KABARBURSA.COM - Presiden Terpilih Prabowo Subianto akan menghadapi tantangan berat dalam menyusun dan mengelola Anggaran Pendapatan dan Belanja Negara (APBN) 2025, karena dia harus berhadapan langsung dengan serangkaian risiko ekonomi global yang semakin kompleks.
Menteri Keuangan (Menkeu) Sri Mulyani Indrawati menegaskan bahwa setidaknya ada empat ancaman utama yang akan memengaruhi stabilitas APBN pada tahun depan.
"Global environment masih sangat tidak pasti, meskipun kita melihat ada suatu pola yang berulang," kata Sri Mulyani dalam konferensi pers RAPBN 2025 di kantor Pusat Ditjen Pajak, Jakarta, Jumat, 16 Agustus 2024.
Empat Ancaman Besar Mengintai APBN 2025
Setidaknya ada empat ancaman yang akan dihadapi Prabowo Subianto. Pertama, suku bunga global yang tetap tinggi menjadi ancaman serius.
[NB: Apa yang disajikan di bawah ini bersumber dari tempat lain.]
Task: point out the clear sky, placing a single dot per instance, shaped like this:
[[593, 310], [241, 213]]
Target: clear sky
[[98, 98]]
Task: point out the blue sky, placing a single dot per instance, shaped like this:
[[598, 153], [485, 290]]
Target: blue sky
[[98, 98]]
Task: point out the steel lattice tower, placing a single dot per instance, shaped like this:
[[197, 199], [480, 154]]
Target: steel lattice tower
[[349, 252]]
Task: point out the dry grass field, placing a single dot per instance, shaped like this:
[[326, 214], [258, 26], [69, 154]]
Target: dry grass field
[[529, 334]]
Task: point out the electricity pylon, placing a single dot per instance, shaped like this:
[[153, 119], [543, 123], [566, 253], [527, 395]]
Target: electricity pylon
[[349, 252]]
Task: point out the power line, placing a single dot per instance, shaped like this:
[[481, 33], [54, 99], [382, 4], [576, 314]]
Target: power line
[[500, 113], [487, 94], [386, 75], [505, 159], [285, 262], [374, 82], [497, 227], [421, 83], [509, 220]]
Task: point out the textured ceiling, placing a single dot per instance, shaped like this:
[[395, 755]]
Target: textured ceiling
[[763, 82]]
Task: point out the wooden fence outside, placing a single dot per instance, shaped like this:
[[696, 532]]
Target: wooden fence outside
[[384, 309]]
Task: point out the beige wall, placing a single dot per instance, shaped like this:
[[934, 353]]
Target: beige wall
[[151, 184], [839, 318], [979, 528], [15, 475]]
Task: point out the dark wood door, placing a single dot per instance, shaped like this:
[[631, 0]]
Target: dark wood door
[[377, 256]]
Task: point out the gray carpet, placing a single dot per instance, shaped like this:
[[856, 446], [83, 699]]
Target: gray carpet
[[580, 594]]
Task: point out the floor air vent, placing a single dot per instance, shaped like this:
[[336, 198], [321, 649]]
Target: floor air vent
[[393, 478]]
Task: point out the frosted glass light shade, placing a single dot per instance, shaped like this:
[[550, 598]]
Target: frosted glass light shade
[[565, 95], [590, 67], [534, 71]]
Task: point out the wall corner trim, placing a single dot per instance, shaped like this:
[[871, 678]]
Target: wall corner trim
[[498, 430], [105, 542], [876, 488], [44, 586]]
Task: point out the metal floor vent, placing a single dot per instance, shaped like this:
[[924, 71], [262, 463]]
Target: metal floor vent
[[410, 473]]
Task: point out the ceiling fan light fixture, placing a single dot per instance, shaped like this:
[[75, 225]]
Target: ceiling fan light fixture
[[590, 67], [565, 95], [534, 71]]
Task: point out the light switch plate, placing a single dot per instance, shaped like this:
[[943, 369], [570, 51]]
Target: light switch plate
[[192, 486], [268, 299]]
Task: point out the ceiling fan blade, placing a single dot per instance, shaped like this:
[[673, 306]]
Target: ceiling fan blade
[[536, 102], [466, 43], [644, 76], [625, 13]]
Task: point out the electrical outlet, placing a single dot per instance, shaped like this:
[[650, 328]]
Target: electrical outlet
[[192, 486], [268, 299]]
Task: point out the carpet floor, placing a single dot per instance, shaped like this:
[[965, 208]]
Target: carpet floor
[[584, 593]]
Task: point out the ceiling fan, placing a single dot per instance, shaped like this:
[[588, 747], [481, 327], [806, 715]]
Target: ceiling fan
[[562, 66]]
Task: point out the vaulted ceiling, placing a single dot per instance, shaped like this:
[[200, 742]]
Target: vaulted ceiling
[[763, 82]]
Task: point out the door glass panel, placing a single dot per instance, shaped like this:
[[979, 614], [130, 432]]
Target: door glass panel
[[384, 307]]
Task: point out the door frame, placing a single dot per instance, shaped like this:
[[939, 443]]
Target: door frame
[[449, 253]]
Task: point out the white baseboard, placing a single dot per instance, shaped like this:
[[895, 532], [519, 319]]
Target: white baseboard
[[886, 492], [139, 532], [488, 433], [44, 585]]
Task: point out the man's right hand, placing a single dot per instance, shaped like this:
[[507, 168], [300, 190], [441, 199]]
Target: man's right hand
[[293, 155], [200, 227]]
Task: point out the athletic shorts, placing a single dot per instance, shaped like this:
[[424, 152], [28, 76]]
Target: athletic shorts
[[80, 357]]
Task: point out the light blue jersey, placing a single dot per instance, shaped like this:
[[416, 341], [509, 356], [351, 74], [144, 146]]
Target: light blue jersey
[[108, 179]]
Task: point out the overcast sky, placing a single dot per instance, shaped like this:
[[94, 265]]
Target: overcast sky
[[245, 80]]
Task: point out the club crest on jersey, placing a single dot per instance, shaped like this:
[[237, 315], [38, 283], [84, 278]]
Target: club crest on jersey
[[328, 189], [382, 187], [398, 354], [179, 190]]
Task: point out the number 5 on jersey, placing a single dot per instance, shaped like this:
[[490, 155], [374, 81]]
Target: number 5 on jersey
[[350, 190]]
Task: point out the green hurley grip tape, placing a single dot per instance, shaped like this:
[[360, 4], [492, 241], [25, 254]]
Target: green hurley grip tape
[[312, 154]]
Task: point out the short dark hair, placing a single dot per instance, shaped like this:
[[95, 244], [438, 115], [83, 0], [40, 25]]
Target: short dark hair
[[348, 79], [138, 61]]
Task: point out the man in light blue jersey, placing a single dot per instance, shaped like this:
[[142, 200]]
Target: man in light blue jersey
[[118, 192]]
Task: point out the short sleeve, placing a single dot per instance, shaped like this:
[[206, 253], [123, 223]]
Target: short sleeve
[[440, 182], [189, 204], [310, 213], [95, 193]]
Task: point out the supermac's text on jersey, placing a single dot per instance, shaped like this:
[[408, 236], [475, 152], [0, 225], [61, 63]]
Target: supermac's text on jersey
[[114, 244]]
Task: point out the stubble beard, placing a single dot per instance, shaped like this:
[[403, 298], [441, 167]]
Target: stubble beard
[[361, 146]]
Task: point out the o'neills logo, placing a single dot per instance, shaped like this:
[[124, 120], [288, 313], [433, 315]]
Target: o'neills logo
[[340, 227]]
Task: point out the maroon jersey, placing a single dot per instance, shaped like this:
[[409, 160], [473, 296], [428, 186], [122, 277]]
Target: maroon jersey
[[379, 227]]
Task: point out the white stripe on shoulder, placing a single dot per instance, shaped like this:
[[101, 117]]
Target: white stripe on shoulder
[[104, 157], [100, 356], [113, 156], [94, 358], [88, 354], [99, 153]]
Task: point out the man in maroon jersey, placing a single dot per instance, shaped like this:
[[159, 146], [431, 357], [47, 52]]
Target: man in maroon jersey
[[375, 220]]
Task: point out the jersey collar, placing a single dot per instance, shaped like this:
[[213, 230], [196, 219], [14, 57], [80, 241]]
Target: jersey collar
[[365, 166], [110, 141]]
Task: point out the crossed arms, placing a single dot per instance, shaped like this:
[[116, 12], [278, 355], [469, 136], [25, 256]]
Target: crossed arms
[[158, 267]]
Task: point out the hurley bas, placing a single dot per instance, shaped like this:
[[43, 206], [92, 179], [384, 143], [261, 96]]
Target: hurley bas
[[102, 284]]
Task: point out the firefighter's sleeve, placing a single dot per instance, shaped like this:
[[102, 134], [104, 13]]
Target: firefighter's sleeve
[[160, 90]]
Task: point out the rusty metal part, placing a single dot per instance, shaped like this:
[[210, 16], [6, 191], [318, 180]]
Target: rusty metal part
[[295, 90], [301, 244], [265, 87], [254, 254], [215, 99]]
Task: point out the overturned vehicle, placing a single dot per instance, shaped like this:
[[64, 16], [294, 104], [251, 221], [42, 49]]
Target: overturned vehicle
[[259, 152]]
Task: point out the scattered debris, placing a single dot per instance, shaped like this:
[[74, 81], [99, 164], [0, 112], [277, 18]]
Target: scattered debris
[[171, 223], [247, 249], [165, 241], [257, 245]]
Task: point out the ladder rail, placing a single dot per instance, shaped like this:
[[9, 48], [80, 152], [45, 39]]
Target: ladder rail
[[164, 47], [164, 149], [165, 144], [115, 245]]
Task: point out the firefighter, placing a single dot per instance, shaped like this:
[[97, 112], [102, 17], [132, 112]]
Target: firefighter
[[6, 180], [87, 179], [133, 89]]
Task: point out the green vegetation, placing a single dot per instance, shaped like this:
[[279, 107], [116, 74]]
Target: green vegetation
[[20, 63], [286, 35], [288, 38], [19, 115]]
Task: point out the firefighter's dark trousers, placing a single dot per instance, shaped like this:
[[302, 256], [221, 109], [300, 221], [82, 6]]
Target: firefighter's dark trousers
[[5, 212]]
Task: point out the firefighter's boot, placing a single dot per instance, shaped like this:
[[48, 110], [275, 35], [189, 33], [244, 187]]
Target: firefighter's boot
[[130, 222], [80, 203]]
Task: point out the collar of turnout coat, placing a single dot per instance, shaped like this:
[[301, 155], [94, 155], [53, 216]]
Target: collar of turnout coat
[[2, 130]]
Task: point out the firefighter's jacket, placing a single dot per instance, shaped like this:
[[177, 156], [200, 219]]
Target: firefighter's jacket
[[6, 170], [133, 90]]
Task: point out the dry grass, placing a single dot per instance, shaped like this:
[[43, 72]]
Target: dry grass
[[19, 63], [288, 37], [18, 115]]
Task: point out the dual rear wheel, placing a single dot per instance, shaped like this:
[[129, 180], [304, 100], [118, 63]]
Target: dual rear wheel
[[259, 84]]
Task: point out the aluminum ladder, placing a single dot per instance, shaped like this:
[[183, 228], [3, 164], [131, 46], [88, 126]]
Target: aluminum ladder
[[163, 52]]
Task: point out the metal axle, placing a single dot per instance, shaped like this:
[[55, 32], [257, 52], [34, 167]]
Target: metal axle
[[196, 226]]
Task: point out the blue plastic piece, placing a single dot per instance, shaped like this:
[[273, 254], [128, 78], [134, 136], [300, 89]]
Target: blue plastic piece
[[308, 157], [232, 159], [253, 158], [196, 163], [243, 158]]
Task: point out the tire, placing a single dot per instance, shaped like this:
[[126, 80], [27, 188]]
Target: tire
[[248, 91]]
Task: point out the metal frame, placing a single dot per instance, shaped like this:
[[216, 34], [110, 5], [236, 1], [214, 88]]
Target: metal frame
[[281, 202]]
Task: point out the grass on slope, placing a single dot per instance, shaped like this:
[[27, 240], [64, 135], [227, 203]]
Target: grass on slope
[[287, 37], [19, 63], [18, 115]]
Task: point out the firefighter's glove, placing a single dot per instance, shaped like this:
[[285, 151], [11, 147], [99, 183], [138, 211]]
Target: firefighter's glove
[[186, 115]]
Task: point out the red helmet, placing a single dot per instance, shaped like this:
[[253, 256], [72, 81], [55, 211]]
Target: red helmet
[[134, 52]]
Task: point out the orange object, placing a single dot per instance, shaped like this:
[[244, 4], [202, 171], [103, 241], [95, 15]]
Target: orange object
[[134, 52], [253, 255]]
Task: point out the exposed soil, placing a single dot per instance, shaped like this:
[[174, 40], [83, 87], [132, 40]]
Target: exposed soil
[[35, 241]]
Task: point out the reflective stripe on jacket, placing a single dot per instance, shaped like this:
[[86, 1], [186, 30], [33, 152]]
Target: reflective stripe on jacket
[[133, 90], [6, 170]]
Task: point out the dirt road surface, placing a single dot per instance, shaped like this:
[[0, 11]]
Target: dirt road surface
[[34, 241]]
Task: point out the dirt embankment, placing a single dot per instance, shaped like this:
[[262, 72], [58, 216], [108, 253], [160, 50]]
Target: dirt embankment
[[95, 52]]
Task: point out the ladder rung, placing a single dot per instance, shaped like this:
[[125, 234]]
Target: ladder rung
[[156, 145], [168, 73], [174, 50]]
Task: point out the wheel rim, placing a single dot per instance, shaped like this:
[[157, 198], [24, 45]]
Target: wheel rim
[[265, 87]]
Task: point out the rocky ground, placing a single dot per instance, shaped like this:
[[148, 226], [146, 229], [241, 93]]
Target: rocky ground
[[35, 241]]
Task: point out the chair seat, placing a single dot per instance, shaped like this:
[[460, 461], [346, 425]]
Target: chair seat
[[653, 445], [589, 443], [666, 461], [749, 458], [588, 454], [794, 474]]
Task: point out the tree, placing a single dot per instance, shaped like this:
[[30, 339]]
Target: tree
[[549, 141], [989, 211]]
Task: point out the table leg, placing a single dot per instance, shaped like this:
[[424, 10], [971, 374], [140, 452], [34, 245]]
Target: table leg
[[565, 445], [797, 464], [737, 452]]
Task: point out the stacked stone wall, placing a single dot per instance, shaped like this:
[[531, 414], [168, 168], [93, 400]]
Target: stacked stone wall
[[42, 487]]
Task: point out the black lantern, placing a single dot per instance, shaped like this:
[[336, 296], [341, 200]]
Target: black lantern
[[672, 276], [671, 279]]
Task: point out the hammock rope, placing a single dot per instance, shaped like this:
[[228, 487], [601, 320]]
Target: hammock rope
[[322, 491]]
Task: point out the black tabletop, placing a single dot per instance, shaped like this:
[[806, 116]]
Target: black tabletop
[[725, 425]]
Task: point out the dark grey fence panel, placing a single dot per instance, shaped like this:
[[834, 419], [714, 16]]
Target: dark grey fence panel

Inflasi jasa yang terus bertahan di level tinggi membuat bank sentral dunia, terutama The Fed (bank sentral Amerika Serikat), sulit menurunkan suku bunga.
Kondisi ini dapat memicu aliran modal keluar dari Indonesia dan menekan rupiah.
Ancaman kedua yaitu, tensi geopolitik yang terus memanas, tak hanya menciptakan ketidakpastian global, tetapi juga membebani rantai pasok internasional.
Ia menyebutkan, meningkatnya eskalasi konflik antara Amerika Serikat (AS) dengan China membuat proteksionisme dan fragmentasi global meningkat.
Ditambah lagi perang yang berkepanjangan antara Rusia dengan Ukraina, serta konflik yang memburuk di Timur Tengah, semuanya bisa mengganggu perdagangan dan investasi global.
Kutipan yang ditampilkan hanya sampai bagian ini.